The Western Arts Alliance awarded her one of five Native Launchpad Artist Awards, a prize valued at $40,000. It supports three years of travel, performance and artistic development to indigenous artists.
“The award to me is a whole process of even just applying for the award is a big deal because that’s the first time I’ve written an application that I felt like I didn’t have to change myself,” Ms. smiley told the News-Press. “It really means a lot to be honored for the next three years to create work that is a part of this transition. Just being seen is a transformative act.”
She aims to honor indigenous history with “Lifelines,” an improvisational score for dancers to interpret and perform in nature’s beauty.
“‘Lifelines’ is an opportunity for our national parks, or local historical places of interest, and indigenous communities to build relationships to honor who came before and who is still here,” Ms. smiley said.
She hopes to expand the project over the next five to 10 years, or maybe even longer.
A film of “Lifelines” premiered alongside a project called “Re:Forming” in a livestream from the Center Stage Theater Dec. 4. A recording of the performance is available until Jan. 1 at centerstagetheater.org.
“Re:Forming” originated with the media arts and technology department at UCSB. Since June, she, Samuelle Bourgault, Philip Kobernik and Mark Hirsch have been studying how to merge dance with 3D printing.
A pose-tracking software remembers Ms. smiley’s movements and prints them into a crystal sculpture. She liked the idea because it is reminiscent of her earth architecture work.
“Utilizing the printer in performance brings me into different ways of seeing myself and the performance,” she said.
To test the technology, Ms. smiley and her crew created a 2D picture that merged her class’s movements. The class was amazed to see their solos unified into a piece.
To amplify the “Re:Forming” performance, Vickie Scott worked with the team and designed the lighting.
“The lighting became another aspect of the performance that became so very important and valuable,” Ms. smiley said.
She describes the performance’s preparation as water, “so refreshing and easy.”
Ms. smiley also used the word “refreshing” to describe her work instructing dance classes at UCSB.
“I’m so proud of the work my students are doing. It’s been fortifying and renewing to spend this quarter together,” she said.
With her background in somatics, she aims to nurture her students’ mental health, equipping them with the tools to cope with life’s turns.
“Dance and somatic education, all our expressions are moving. It has a way of making visible our patterns, our preferences, our ways of being,” Ms. smiley said. “We can experience freedom and let the body lead instead of the mind; it’s healing.”
Her public art aims to center the community.

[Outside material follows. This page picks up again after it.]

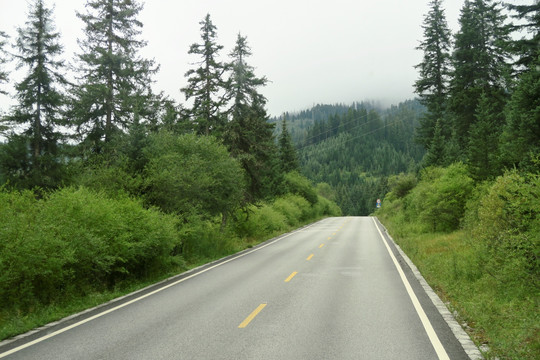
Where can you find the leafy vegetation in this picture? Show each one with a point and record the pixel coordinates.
(485, 262)
(106, 187)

After the 2018 Montecito debris flow, she built a superadobe earth sculpture from Montecito mud called “Permission to Heal.”
She uses art to bring awareness to injustice.

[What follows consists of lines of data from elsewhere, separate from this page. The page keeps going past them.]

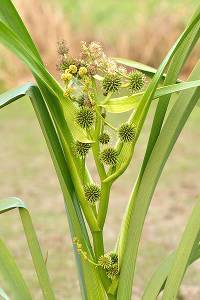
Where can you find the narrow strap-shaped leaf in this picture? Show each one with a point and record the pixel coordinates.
(9, 15)
(126, 103)
(3, 295)
(12, 95)
(183, 254)
(34, 247)
(136, 216)
(147, 70)
(12, 275)
(10, 39)
(75, 218)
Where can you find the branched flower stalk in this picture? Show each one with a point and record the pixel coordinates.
(74, 116)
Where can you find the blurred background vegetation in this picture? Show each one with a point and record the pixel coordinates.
(140, 30)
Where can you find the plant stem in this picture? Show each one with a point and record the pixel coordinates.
(96, 148)
(99, 250)
(111, 297)
(103, 206)
(98, 243)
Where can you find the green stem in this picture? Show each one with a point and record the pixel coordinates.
(99, 250)
(96, 148)
(103, 205)
(111, 297)
(98, 243)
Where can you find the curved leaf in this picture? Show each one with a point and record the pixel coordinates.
(126, 103)
(12, 274)
(38, 260)
(183, 254)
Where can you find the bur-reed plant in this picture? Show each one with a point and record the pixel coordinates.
(73, 118)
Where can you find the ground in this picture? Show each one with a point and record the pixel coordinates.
(27, 172)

“I think it really comes down to care and radical care and radical listening. I think it has a way of bringing out spaces in society and culture and on this land where it’s not equal,” she said.
Ms. smiley would like to see more American Indian and indigenous representation at UCSB, a campus built on Chumash land.

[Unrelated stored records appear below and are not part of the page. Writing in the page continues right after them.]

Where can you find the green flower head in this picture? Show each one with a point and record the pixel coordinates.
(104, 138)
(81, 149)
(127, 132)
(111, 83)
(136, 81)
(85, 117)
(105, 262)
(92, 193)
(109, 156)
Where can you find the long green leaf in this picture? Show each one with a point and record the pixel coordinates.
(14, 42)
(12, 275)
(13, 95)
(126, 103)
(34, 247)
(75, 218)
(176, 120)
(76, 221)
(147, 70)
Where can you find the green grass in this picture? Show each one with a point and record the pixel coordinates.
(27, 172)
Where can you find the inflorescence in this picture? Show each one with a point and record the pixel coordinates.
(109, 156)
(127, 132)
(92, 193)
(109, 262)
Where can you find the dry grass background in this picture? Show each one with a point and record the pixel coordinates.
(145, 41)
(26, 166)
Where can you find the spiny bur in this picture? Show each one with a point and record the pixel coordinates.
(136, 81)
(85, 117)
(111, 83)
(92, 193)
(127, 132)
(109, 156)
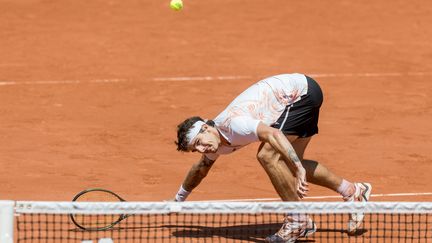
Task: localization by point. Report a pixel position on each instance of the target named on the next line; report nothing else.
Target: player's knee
(266, 158)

“It’s just time to give us our own space and to be accessible to our community and all communities,” she said. “I’m really here to support whatever I can do to create that into being.”
Her reverence for native ancestry extends through her work, and the Native Launchpad Artist Award encourages that expression in both her dance and earth architecture.
“I’m really honored that I’ve cultivated each of these skills specifically, and now I’m at a time in my life where I can be courageous and overlap them in a new way.”